Many surveys of U.S. voting patterns have shown that those who vote Republican have, on average, more education than Democratic voters. Does this mean that education instills Republican voting, or perhaps that higher intelligence inspires both greater education and Republican voting? Hoover [1988] uses this example to illustrate how social sciences need to beware of correlations induced by an unidentified third variable. More detailed and well-controlled surveys demonstrate that family wealth is the third variable: children of wealthier families tend to acquire a higher level of education and to be wealthier than average, and the voting pattern of wealthier individuals is more likely to be Republican than Democratic.

* * *

The following two examples illustrate the challenge of identifying the causality that manifests as correlation: the investigators had to design experiments to tease out this causal pattern. In both examples, epidemiological studies of a large population were used to identify a statistical association between a pair of variables.

What is the effect of electromagnetic radiation on health? In one study, pregnant women who used video terminals more than 20 hours per week had twice as many miscarriages as did other kinds of female office workers. The authors of the study cautioned, however, that radiation was not necessarily the cause of this difference. For example, the video-intensive jobs might be more stressful.

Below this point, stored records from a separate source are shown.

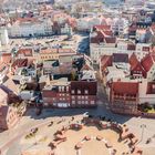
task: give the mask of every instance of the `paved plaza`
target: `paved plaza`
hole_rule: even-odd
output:
[[[45,134],[49,132],[48,135],[52,135],[51,133],[54,133],[56,130],[59,130],[60,125],[68,125],[72,116],[75,116],[76,120],[80,120],[81,117],[83,117],[83,114],[87,112],[93,116],[101,115],[105,116],[106,120],[111,118],[112,121],[120,124],[126,124],[130,130],[137,135],[140,140],[138,146],[143,149],[143,154],[154,155],[155,140],[152,138],[152,142],[149,144],[146,144],[146,141],[155,135],[155,120],[113,114],[108,110],[106,100],[102,99],[104,95],[102,94],[103,91],[101,84],[99,84],[99,106],[96,108],[48,108],[43,110],[40,116],[35,115],[34,108],[29,110],[25,116],[20,120],[17,127],[0,133],[0,146],[6,152],[6,155],[19,155],[23,147],[21,147],[20,145],[23,144],[22,137],[25,136],[31,128],[34,128],[37,126],[44,127],[51,121],[59,122],[64,118],[65,121],[63,121],[61,124],[55,124],[51,128],[49,128],[50,131],[43,130]],[[41,137],[42,136],[39,136],[34,141],[38,141]],[[87,145],[91,146],[93,145],[92,143]],[[31,145],[31,143],[28,145]],[[28,145],[24,146],[27,147]],[[85,145],[84,147],[86,149],[87,146]]]

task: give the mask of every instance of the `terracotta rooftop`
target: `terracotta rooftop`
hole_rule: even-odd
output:
[[[1,54],[1,62],[11,63],[11,60],[12,60],[11,53],[2,53]]]
[[[87,90],[87,95],[96,95],[97,85],[96,82],[87,82],[87,81],[72,81],[71,82],[71,90],[74,90],[73,95],[78,95],[78,91],[81,90],[81,95],[84,95],[84,90]]]
[[[105,70],[106,66],[112,66],[112,55],[103,55],[101,58],[101,70]]]
[[[8,93],[6,93],[1,87],[0,87],[0,105],[3,104],[4,99],[8,96]]]
[[[128,54],[125,54],[125,53],[113,53],[113,62],[128,63]]]
[[[32,49],[20,49],[17,54],[18,55],[22,54],[24,56],[32,56],[33,52],[32,52]]]
[[[134,82],[113,82],[112,89],[114,93],[118,94],[137,94],[138,93],[138,83]]]
[[[18,66],[18,68],[28,66],[28,59],[17,59],[12,63],[12,68],[14,68],[14,66]]]
[[[104,31],[111,30],[111,25],[106,25],[106,24],[97,24],[97,25],[94,25],[93,28],[96,30],[104,30]]]
[[[155,82],[148,82],[147,83],[146,94],[155,94]]]
[[[141,64],[146,72],[151,70],[153,64],[155,63],[155,54],[147,54],[142,61]]]
[[[140,63],[140,61],[137,60],[135,53],[133,53],[133,54],[131,55],[128,62],[130,62],[130,64],[131,64],[131,70],[132,70],[133,68],[135,68],[135,65],[137,65],[137,63]]]
[[[106,43],[116,43],[116,38],[105,38]]]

A statistical study of Denver children found that those who had lived near power-distribution lines were twice as likely to get cancer than other children. This study was criticized for its uncontrolled variables, so other investigators conducted a follow-up study designed to be much better controlled and more diagnostic. Contrary to the researchers’ expectations, the new result was virtually the same as the original, so many scientists concluded that electromagnetic radiation really does seem to affect health. Note the origin of this change in opinions: the combination of a recognizably skeptical scientist and a tighter experiment [Stevens, 1992b].

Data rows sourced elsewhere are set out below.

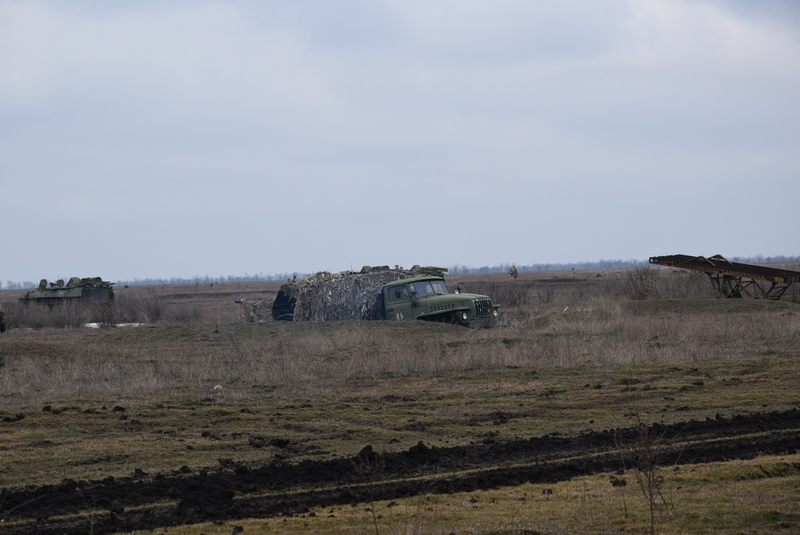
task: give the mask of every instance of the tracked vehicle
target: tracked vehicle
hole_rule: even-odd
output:
[[[72,277],[64,284],[63,279],[48,283],[47,279],[39,282],[39,287],[30,290],[24,297],[23,303],[38,303],[54,305],[59,302],[73,301],[76,299],[114,299],[114,283],[104,281],[100,277],[80,279]]]

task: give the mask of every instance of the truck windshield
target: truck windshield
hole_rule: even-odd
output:
[[[447,286],[444,285],[444,281],[420,281],[413,284],[419,297],[425,297],[427,295],[447,295]]]

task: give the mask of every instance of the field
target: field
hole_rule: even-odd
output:
[[[279,283],[0,292],[0,533],[800,532],[798,288],[447,280],[500,324],[244,322]]]

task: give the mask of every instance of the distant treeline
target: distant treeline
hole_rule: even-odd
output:
[[[726,257],[727,258],[727,257]],[[731,262],[740,262],[743,264],[772,264],[776,262],[798,262],[800,256],[763,256],[757,255],[753,257],[740,257],[732,256],[728,258]],[[574,262],[571,264],[498,264],[496,266],[483,266],[479,268],[472,268],[467,266],[453,266],[448,270],[448,273],[465,274],[465,273],[500,273],[508,272],[511,266],[516,266],[517,271],[571,271],[572,268],[577,270],[591,271],[601,269],[625,269],[647,267],[650,265],[648,260],[598,260],[597,262]]]
[[[763,256],[756,255],[751,257],[732,256],[728,258],[731,262],[740,262],[743,264],[774,264],[779,262],[800,262],[800,256]],[[467,273],[503,273],[508,272],[511,266],[516,266],[517,271],[571,271],[572,268],[577,270],[601,270],[601,269],[625,269],[646,267],[650,263],[648,260],[598,260],[597,262],[573,262],[570,264],[514,264],[505,263],[497,264],[494,266],[482,267],[467,267],[467,266],[452,266],[448,268],[448,273],[454,275],[467,274]],[[259,282],[259,281],[282,281],[297,277],[303,279],[311,276],[311,273],[274,273],[264,275],[258,273],[255,275],[228,275],[227,277],[172,277],[170,279],[133,279],[133,280],[120,280],[117,281],[117,286],[165,286],[165,285],[190,285],[190,284],[221,284],[226,282]],[[0,281],[0,290],[29,290],[36,288],[38,283],[31,281],[13,282],[7,281],[5,284]]]
[[[189,285],[189,284],[222,284],[226,282],[267,282],[267,281],[284,281],[297,277],[302,279],[310,276],[310,273],[274,273],[264,275],[258,273],[255,275],[228,275],[227,277],[191,277],[181,278],[172,277],[171,279],[133,279],[129,281],[117,281],[117,286],[168,286],[168,285]]]

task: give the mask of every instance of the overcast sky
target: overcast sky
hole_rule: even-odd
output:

Compelling scientific evidence is required, because of the potentially staggering human and economic impacts if a causal link between electromagnetic radiation and health were confirmed. A synthesis of more than one hundred studies demonstrates that health impacts are generally negligible [Derry, 1999], but scientific concerns persist, particularly regarding possible long-term effects of cell phones.

Is there a genetic predisposition to alcoholism? Research on this question exemplifies the problem of distinguishing between acquired and inherited characteristics. One of the most successful ways to attack such problems is by studying adopted children. For example, 30-40% of adopted children of alcoholics become alcoholics, compared to only 10% of the general population. This result constitutes good evidence for a genetic origin, but only because it was confined to children of alcoholic fathers; it is conceivable that an alcoholic mother could pass along an acquired dependence to her fetus, as occurs with heroin.

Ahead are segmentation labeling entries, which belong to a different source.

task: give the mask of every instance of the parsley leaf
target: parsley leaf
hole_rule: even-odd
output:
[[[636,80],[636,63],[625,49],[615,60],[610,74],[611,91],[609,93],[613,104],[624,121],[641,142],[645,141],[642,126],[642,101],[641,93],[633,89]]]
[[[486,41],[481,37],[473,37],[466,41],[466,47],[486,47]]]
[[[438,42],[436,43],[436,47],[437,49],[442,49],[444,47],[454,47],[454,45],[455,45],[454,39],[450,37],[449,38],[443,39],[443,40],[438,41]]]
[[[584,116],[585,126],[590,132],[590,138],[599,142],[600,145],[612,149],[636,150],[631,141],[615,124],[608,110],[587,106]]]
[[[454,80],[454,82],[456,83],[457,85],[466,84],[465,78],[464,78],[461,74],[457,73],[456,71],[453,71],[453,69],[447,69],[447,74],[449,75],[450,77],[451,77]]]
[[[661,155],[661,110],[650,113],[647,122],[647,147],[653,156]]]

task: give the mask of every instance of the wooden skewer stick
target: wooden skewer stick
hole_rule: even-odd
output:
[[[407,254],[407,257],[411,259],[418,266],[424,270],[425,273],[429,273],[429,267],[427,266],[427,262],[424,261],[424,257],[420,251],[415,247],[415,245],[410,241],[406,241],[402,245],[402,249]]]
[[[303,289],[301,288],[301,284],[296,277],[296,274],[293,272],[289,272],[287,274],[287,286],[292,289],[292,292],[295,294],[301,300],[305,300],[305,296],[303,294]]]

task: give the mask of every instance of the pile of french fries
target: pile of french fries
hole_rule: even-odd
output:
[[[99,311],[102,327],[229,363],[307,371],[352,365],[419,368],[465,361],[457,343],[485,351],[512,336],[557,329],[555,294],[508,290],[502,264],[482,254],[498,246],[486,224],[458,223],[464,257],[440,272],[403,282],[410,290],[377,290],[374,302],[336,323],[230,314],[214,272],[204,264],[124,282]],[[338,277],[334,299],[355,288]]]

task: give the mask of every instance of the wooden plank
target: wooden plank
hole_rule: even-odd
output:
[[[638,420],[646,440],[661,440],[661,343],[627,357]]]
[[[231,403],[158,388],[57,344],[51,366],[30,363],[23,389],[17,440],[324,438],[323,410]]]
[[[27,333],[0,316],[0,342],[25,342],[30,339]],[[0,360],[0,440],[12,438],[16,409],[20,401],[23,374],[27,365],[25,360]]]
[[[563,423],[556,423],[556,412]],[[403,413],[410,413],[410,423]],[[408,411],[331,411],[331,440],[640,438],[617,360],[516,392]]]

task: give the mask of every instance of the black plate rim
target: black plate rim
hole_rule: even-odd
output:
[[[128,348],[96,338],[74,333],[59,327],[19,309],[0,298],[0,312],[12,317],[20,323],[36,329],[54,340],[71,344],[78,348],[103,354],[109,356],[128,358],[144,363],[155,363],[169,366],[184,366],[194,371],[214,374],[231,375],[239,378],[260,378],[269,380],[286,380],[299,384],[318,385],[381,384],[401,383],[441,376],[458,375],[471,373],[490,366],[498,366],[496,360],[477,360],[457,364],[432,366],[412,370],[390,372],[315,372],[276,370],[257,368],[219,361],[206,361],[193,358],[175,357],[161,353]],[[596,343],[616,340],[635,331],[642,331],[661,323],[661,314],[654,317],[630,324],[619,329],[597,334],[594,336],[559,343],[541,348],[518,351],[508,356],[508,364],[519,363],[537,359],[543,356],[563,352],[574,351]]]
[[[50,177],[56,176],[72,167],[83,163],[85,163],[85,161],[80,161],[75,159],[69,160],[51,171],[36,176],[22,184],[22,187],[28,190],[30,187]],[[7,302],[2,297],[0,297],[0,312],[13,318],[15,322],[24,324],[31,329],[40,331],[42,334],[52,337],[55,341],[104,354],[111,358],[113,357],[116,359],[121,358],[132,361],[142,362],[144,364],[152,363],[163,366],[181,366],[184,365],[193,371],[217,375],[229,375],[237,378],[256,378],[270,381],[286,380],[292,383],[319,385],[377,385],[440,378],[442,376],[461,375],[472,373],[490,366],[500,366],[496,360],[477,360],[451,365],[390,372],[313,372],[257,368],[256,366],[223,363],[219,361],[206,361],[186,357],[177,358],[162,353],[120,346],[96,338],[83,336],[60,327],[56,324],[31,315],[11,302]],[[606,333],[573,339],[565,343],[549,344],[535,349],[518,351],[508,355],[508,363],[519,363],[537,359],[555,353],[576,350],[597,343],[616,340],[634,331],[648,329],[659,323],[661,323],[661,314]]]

In a different type of experiment, H. Begleiter found a much higher incidence of certain deficiencies in thinking and remembering among alcoholics than among nonalcoholics. Some of these deficiencies disappeared after the subjects stopped drinking, but others persisted for years. Was this evidence of permanent damage caused by alcohol? The author considered a radical alternative hypothesis: instead of the brain deficiency being caused by drinking, it preceded the drinking and was a trait among those most likely to become alcoholics. In studies of children, he found that 30-35% of the sons of alcoholic fathers had the deficiency, although only 1% of a control group did [Kolata, 1992a].

Rare scientists (e.g., Bauer, 1994) claim that the continuing debates about acquired vs. inherited characteristics illustrate deficiencies of sociology. Many non-scientists interpret the debates as revealing the fallibility of scientists. Instead, this research exemplifies the inductive ingenuity of those scientists who can recognize the possibility of a pattern among incredible complexity, then design a test that successfully isolates the primary variables.